Perhaps using a cleaning service could be used as an incentive? Get better closings, maybe?


----------



## alaminute (Aug 22, 2013)

We have a cleaning crew at my place, they do all of the heavy appliances, floors and hoods and it's AWESOME!!!! We still scrub the lowboys and under the heat lamps, drop fryers and clean the walkin and are lucky if we're out by midnight so not cleaning those appliances is the best help ever. I'm not sure if I use any less finesse with the equipment because of this. I still clean my stoves during service and I'd like to think I'm just as good but who's to say.


----------



## kingofnull (Sep 8, 2011)

At my old restaurant the dish washers would do the majority of the cleaning, we were only responsible for cleaning out stainless surfaces.  It definitely becomes easy to get lazy.

At the new place we clean all the equipment on our line.  It`s not so bad, especially if you keep it clean throughout the night.  I make the morning/lunch crew do a proper clean now before dinner service starts, so we usually can wrap things up pretty fast.


----------



## anypills (Nov 1, 2014)

nah, chefs clean our own section, surfaces etc and porters do the floors an @#%&


----------



## iridium12 (Feb 24, 2015)

Everyone needs to learn how to clean

Agree with above said - as soon as this is not expected anymore and not a duty that has to be performed people tend to get lazy, careless and this will translate to other areas of their work.

One of the fundamentals of being a great Chef is, that you know how to clean a kitchen.

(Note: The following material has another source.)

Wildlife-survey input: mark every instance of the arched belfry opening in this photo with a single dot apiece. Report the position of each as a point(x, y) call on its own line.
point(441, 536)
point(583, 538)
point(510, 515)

One of my early mentors used to drill that into us - but he had a good point.

Only if you have done the work yourself do you appreciate it...


----------



## canele (Apr 7, 2015)

Cleanliness is not next to godliness. Cleanliness means a happy Chef..... you do not want an unhappy Chef. (me)

Do not just clean your station.... scrub your station. Clean and dry it when you come in and clean and dry it when your shift is done. No one gets to leave their mess for someone else to clean up after them.

If you use it.... clean it. Do not clean it to your standards..... clean it to mine or i will ask you to clean it again. I do not consider a quick swipe with a towel clean.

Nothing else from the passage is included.